The final part of the if statement looks like this.
1
2
/* Large x is special cased below. */
abstop = 0;
The fact that the code reached this part tells that $x$ is large (between 512 and 1024), but are not guaranteed to overflow. So, the code sets a flag by setting abstop to 0, and handles them later in the function specialcase().

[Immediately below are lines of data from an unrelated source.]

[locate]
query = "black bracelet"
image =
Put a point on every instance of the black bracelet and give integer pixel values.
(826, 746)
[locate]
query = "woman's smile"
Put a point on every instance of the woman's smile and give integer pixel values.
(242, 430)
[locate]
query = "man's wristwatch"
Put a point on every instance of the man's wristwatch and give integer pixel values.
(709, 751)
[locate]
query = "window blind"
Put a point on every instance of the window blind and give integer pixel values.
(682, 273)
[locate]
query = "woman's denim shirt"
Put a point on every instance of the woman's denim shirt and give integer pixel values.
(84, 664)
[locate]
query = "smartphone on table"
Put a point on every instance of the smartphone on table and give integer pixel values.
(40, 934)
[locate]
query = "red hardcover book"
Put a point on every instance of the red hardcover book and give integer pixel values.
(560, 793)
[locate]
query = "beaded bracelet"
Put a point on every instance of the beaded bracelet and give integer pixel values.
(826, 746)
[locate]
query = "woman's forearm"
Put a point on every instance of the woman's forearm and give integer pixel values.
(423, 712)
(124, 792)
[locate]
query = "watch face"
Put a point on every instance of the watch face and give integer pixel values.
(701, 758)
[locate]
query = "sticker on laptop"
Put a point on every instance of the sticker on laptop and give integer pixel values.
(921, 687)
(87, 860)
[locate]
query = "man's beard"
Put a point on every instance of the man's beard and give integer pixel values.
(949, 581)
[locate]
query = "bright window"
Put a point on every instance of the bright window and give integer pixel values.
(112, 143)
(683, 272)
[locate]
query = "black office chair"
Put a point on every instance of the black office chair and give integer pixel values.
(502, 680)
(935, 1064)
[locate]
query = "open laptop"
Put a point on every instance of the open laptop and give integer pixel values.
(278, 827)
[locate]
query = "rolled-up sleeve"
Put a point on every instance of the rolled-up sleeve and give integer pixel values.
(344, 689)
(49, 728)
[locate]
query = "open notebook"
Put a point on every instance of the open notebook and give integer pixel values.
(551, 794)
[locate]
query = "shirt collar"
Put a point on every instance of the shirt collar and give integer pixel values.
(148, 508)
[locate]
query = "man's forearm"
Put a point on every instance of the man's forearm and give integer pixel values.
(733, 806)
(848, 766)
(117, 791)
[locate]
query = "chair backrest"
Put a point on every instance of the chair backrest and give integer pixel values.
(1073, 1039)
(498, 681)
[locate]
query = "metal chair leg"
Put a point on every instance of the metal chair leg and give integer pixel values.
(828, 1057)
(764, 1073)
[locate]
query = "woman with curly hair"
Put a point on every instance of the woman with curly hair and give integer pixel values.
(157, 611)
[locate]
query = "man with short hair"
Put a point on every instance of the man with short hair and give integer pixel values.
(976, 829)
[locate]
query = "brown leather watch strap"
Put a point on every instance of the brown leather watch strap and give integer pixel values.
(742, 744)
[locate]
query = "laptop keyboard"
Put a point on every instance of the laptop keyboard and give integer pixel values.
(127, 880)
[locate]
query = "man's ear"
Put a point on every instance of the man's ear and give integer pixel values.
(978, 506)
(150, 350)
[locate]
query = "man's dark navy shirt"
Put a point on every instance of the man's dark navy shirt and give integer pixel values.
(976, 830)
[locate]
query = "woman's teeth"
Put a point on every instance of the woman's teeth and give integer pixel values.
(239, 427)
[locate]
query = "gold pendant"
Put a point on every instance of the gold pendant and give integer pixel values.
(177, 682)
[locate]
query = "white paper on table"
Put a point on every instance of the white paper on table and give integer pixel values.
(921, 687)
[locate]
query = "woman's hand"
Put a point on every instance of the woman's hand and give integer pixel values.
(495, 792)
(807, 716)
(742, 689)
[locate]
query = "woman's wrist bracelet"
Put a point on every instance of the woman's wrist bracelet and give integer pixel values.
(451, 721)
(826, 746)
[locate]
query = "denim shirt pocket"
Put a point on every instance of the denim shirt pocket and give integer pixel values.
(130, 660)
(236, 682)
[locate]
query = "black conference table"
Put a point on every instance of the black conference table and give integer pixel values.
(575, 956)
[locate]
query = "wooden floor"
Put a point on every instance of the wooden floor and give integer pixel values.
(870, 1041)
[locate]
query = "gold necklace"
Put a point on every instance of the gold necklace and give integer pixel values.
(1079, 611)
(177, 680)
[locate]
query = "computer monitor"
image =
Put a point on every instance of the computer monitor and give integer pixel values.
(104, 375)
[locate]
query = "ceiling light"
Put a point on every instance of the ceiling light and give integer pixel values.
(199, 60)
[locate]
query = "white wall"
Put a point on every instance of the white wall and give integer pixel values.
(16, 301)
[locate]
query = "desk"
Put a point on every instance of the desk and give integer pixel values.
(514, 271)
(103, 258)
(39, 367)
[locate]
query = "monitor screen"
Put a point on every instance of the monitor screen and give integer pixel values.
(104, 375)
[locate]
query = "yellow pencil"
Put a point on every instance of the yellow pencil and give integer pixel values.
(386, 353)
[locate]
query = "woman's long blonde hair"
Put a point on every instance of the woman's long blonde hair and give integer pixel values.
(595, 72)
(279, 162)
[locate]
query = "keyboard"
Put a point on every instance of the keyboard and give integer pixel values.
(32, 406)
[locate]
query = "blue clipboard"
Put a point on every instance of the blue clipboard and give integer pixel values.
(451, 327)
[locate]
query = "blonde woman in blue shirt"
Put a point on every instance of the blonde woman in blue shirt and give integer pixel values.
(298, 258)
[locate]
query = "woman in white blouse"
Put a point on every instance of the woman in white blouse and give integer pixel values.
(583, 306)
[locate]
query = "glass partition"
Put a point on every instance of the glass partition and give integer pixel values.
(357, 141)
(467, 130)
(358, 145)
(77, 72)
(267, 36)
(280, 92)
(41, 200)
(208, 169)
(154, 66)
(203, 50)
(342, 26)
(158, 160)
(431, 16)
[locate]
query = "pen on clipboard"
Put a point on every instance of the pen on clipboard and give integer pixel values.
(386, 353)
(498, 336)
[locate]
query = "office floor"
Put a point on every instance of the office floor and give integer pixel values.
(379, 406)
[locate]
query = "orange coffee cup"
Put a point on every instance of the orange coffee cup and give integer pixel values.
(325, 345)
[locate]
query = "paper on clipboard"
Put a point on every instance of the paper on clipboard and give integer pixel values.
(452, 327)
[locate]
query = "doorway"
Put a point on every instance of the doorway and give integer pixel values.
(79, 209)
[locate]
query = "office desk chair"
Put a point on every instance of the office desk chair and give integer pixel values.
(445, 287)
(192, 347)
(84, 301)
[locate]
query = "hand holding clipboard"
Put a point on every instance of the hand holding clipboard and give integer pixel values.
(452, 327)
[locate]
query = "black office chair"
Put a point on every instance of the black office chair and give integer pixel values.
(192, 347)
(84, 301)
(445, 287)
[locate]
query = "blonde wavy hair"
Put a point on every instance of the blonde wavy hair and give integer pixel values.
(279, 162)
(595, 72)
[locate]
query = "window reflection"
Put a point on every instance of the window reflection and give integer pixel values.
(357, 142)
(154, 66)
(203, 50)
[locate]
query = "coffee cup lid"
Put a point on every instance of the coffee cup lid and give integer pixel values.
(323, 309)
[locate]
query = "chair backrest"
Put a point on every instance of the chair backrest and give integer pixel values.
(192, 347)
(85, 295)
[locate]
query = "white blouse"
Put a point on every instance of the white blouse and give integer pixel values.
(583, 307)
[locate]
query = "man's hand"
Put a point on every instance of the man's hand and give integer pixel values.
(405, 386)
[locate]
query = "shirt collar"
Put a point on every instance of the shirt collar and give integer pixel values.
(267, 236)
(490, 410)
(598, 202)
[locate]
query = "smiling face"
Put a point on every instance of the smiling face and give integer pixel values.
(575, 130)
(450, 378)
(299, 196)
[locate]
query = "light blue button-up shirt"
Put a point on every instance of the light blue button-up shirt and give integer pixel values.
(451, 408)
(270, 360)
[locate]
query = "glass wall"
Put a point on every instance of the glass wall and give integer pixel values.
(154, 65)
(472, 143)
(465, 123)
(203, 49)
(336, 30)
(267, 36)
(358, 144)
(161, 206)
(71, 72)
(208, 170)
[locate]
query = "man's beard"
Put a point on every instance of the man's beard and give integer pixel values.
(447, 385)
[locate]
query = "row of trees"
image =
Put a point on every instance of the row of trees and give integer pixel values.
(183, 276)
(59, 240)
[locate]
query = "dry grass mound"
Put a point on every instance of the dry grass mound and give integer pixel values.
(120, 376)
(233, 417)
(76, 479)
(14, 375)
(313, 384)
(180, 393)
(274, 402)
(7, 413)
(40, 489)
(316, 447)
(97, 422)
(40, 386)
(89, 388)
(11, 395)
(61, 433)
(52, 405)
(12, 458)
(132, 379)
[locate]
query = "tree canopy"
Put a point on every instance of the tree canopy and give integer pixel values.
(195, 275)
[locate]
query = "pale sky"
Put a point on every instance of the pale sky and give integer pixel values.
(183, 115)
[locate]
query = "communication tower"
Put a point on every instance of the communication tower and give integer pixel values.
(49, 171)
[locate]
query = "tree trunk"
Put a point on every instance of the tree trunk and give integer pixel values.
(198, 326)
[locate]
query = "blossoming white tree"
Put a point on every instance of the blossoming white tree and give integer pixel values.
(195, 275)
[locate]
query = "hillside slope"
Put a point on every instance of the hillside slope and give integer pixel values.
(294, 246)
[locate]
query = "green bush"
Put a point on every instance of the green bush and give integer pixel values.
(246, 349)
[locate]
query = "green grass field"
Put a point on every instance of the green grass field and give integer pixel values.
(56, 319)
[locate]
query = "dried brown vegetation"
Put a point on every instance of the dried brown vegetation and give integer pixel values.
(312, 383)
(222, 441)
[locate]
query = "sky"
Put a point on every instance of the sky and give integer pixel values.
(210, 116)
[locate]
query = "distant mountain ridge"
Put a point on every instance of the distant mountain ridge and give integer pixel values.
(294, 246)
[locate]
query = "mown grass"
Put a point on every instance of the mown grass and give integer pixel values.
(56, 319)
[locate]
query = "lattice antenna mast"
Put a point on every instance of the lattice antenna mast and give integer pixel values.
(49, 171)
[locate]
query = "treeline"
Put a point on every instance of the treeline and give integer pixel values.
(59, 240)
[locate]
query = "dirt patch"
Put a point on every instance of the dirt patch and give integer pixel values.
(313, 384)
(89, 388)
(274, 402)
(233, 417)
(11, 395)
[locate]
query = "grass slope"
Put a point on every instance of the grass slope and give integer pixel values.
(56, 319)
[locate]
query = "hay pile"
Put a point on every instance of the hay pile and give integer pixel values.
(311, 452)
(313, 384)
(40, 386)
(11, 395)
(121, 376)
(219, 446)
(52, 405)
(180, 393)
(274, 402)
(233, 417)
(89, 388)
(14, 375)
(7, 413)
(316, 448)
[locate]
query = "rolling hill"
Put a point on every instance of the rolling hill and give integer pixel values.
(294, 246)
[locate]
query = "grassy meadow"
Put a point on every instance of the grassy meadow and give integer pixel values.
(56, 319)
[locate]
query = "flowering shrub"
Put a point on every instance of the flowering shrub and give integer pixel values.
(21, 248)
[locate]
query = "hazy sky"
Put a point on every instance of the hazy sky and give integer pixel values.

Now that we’ve got this out of the way, we can now look at the main body of the function.
Main Body
Lets start by looking at the beginning part.
1
2
3
4
5
6
7
8
9
10
11
12
/* exp(x) = 2^(k/N) * exp(r), with exp(r) in [2^(-1/2N),2^(1/2N)]. */
/* x = ln2/N*k + r, with int k and r in [-ln2/2N, ln2/2N]. */
z = InvLn2N * x;
#if TOINT_INTRINSICS
kd = roundtoint (z);
ki = converttoint (z);
#else
/* z - kd is in [-1, 1] in non-nearest rounding modes. */
kd = math_narrow_eval (z + Shift);
ki = asuint64 (kd);
kd -= Shift;
#endif
This is the range reduction part I talked about in the beginning. Like the comment says, rather than solving $e^x$ directly, we use the following identity.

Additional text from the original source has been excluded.